I haven't included much here, it's just the high level flow -- but maybe it helps anyone interested in following along.
Roc Compiler Pipeline-2026-02-16-225823.png
# Roc Compiler Pipeline
The Coordinator drives the compilation pipeline @src/compile/coordinator.zig
## Input
0. Roc Source Code
## Intermediate Representations
1. Abstract Syntax Tree (AST) @src/parse/AST.zig
2. Canonical Intermediate Representation (CIR) @src/canonicalize/CIR.zig
3. Monomorphic Intermediate Representation (MIR) @src/mir/MIR.zig
4. Layout Intermediate Representation (LIR) @src/lir/LIR.zig
## Output
5.1. LLVM bitcode
5.2. x86-64 machine code
5.3. aarch64 machine code
5.4. WASM bytecode
## Transformations
6.1. Syntax Analysis (Source -> AST)
6.1.1. Tokenize @src/parse/tokenize.zig
6.1.2. Parse @src/parse/Parser.zig
6.2. Semantic Analysis (AST -> CIR) @src/canonicalize/Can.zig
6.3. Type Checking (CIR -> CIR) @src/check/Check.zig
6.4. Monomorphization (CIR -> MIR) @src/mir/Lower.zig
6.5. Lowering (MIR -> LIR) @src/lir/MirToLir.zig
6.6. Code Generation (LIR -> Output) @src/backend/mod.zig
personally I'd draw Type Checking as producing a separate box to the side of CIR, something like "Types" maybe, and then similarly there would be a box called Monotypes next to MIR.

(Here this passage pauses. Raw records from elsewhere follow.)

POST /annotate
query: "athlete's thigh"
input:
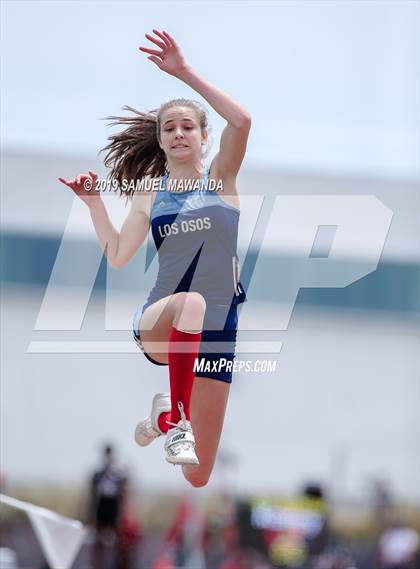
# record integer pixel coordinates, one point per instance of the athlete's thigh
(208, 405)
(155, 326)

then an arrow from Types to Monotypes next to the arrow from CIR to MIR, and then finally an arrow from Monotypes to LIR - because LIR is created using a combination of MIR and Monotypes
this is also missing the lambda set steps, which I personally think would be good to include!
Excellent ... I'll look into it
It might be easier to use the convention where boxes are actions/functions and arrows are data. Then functions can naturally accept have multiple inputs/outputs.